I need some help with the following demonstration, I am a bit stuck. The statement goes as follow:
There are two automatons $A=(\Sigma,s,F,s_0,F_A)$ and $B=(\Sigma,s,F,s_0,F_B)$ ($A$ and $B$ are identical, but only differ in their final sets). If we know that all the states of both are reachable from $s_0$.
How to proof that: If $L(A)\cap L(B)=\emptyset \Rightarrow F_A \cap F_B = \emptyset$
I am a bit bad at demonstrations, and I don't know where to start, I know that if the terminal states are different then the words accepted by both automatons would be different, therefore $F_A \cap F_B = \emptyset$ would be true.

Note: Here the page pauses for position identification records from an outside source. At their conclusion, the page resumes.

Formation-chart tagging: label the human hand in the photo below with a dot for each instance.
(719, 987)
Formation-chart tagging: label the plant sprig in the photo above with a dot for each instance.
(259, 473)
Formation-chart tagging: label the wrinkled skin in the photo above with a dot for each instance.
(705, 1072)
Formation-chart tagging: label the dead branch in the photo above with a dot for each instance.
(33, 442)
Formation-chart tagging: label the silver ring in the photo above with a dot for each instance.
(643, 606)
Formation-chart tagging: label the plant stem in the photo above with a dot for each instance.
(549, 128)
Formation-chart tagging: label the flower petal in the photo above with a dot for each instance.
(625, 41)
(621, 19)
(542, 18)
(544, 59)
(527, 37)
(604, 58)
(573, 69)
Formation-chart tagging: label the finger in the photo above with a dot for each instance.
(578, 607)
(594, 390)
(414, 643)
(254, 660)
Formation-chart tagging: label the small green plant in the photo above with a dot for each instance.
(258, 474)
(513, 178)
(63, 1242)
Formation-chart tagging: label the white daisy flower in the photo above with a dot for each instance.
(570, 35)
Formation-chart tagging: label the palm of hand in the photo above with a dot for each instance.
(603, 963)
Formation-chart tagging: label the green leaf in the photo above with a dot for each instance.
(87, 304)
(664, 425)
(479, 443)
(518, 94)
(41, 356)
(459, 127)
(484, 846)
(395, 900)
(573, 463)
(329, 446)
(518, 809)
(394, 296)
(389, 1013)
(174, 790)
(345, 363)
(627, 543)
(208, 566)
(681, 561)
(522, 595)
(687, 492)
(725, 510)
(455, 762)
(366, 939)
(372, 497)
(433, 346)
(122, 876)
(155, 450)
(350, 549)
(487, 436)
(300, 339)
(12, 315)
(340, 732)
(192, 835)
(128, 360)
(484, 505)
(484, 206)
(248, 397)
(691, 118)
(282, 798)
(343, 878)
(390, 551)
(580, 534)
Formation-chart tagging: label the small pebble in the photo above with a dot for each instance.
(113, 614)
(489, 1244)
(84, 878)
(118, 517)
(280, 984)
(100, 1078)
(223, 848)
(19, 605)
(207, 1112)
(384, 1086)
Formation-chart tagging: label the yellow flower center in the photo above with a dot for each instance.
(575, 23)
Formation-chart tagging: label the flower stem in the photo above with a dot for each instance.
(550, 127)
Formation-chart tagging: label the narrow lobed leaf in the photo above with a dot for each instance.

Taking the contrapositive of your statement, it suffices to prove that $$ F_A \cap F_B \not= \emptyset \implies L(A)\cap L(B) \not= \emptyset $$ Let $q \in F_A \cap F_B$. Since $q$ is reachable from $s_0$, there is a path of label $u$ from $s_0$ to $q$. Since $q \in F_A \cap F_B$, this means that $u$ is accepted by $A$ and $B$, that is, $u \in L(A)\cap L(B)$. Thus $L(A)\cap L(B) \not= \emptyset$.